Depuis des mois, le système fiscal suisse est exposé à un bombardement de critiques de la part d'autres Etats, en particulier de l'Union européenne. Il est accusé d'être trop attractif, aussi bien pour les personnes physiques au bénéfice de forfaits fiscaux que pour les entreprises étrangères auxquelles certains cantons, dont le canton de Vaud, accordent des statuts spéciaux. "Concurrence dommageable", crient nos voisins. Le premier problème, c'est que bien d'autres pays que la Suisse disposent, eux aussi, de régimes fiscaux apparemment aussi attractifs que le nôtre. On cite souvent le Luxembourg, le Royaume-Uni, la Belgique, l’Irlande, Singapour et certains Etats des Etats-Unis. Comme le résumait récemment un spécialiste du droit fiscal, Xavier Oberson, à la Télévision suisse romande: "C'est assez paradoxal de voir la Suisse se faire vraiment critiquer par l'Europe pour ses avantages fiscaux et de voir qu'elle est en fait imitée par beaucoup de ses voisins."

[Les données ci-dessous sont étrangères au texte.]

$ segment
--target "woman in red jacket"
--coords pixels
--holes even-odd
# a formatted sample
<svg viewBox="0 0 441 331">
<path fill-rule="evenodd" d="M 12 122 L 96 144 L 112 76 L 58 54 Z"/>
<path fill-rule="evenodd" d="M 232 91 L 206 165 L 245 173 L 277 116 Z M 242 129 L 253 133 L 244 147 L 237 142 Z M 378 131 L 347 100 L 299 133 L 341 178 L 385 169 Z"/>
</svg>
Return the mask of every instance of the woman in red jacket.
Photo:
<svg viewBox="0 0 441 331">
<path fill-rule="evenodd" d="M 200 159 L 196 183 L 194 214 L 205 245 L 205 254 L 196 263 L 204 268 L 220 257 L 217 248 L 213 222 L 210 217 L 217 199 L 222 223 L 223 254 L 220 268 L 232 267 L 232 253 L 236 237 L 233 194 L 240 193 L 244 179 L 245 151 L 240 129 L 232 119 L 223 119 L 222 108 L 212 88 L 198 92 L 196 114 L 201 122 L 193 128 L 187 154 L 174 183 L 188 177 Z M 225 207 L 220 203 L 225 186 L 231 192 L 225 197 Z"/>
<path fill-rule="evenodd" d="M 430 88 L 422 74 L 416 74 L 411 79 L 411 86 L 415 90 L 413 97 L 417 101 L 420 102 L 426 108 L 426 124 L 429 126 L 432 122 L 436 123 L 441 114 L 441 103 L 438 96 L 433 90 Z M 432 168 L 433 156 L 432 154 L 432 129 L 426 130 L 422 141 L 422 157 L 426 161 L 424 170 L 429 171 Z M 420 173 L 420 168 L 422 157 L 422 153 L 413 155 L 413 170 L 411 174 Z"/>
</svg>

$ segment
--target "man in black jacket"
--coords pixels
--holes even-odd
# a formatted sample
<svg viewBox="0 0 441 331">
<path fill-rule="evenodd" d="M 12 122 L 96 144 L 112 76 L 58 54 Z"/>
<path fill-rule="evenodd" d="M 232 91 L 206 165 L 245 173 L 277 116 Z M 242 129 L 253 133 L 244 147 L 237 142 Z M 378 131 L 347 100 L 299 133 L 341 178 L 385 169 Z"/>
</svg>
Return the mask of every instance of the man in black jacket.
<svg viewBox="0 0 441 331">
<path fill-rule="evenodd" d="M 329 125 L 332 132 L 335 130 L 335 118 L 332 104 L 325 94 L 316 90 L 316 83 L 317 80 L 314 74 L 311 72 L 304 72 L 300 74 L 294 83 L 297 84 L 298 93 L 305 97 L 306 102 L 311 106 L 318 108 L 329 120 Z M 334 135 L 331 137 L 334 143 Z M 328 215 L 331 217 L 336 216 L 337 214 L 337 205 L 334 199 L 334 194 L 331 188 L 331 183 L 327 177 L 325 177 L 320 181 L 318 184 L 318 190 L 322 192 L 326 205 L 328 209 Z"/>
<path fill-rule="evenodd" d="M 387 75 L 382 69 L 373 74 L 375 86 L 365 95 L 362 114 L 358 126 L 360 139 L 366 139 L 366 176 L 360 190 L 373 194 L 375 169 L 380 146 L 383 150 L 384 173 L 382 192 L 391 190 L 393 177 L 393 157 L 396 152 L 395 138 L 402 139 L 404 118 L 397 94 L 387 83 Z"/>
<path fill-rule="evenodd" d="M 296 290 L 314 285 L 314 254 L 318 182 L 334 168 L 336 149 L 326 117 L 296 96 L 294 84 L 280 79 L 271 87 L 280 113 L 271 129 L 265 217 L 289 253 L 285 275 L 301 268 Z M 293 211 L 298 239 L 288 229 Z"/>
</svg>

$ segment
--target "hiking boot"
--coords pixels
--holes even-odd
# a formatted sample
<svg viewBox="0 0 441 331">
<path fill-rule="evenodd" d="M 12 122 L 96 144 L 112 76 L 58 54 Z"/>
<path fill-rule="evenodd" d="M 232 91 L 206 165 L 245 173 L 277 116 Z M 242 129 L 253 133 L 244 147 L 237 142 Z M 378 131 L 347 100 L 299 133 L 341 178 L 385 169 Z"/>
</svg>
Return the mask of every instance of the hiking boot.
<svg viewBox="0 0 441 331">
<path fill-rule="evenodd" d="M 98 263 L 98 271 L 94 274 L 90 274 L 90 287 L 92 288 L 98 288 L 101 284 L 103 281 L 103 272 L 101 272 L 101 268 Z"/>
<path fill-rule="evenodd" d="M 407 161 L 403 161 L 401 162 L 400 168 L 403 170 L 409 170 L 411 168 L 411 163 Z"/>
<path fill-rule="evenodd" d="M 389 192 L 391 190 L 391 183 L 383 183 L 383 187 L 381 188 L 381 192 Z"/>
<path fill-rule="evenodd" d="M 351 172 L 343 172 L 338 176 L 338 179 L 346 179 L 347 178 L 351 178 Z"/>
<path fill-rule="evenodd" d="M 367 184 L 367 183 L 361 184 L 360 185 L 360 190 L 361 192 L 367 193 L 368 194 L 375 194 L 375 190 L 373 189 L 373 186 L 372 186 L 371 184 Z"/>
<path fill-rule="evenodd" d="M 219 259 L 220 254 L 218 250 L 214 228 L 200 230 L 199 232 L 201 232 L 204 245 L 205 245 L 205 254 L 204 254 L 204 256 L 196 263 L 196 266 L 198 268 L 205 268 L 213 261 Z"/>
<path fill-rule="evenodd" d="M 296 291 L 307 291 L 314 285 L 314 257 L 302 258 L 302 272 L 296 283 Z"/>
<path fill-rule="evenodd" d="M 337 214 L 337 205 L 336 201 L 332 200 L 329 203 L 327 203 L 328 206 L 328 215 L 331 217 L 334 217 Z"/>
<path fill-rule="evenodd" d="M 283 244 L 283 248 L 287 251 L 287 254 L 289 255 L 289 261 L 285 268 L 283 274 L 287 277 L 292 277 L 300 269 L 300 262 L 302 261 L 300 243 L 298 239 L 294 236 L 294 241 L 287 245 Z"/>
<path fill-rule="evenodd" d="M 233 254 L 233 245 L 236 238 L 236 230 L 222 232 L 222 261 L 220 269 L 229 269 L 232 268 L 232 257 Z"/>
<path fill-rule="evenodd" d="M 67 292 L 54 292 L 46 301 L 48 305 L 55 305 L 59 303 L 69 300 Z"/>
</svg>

C'est pourquoi j'ai déposé une motion demandant au Conseil fédéral d’analyser les régimes fiscaux appliqués notamment dans ces pays et d'en comparer l’attractivité à celle de notre propre législation fiscale. Ces informations devront être publiées dans un document simple, didactique et accessible au grand public afin de pouvoir être diffusé à une large échelle. Cette motion a été acceptée par le Conseil national par 141 voix contre 47 et 3 abstentions le 19 juin dernier. Elle sera débattue au Conseil des Etats en décembre.
Mais il y a plus vicieux. Ce sont les armes cachées de la concurrence fiscale. En plus des régimes fiscaux spécifiques que certains Etats tiers - y compris au sein de l'Union européenne - accordent aux entreprises qui viennent s'installer sur leur territoire, de nombreux pays ont également recours à des aides d'Etat. On ne compte plus les primes à l'innovation tous azimuts, les primes à la casse pour l'industrie automobile, les aides directes aux chantiers navals, etc. Ces aides d'Etat faussent le principe de la concurrence invoqué pour critiquer le système fiscal suisse. Comment expliquer, sinon, que certaines entreprises établies chez nous, comme Yahoo, choisissent d’aller voir ailleurs? Ces déménagements, n’auraient-ils aucune autre raison que les rigueurs du climat helvétique?
C'est pourquoi j'ai également déposé, en septembre dernier, un postulat demandant au Conseil fédéral d’exposer la manière dont il fait valoir l’impact de ces aides d'Etat lors des négociations internationales (avec l’OCDE, le G20, l’Union européenne, etc.) et les résultats obtenus à ce jour. Cet état des lieux est d'autant plus nécessaire qu'un débat va s'ouvrir prochainement aux Chambres fédérales concernant la réforme de l'imposition des entreprises.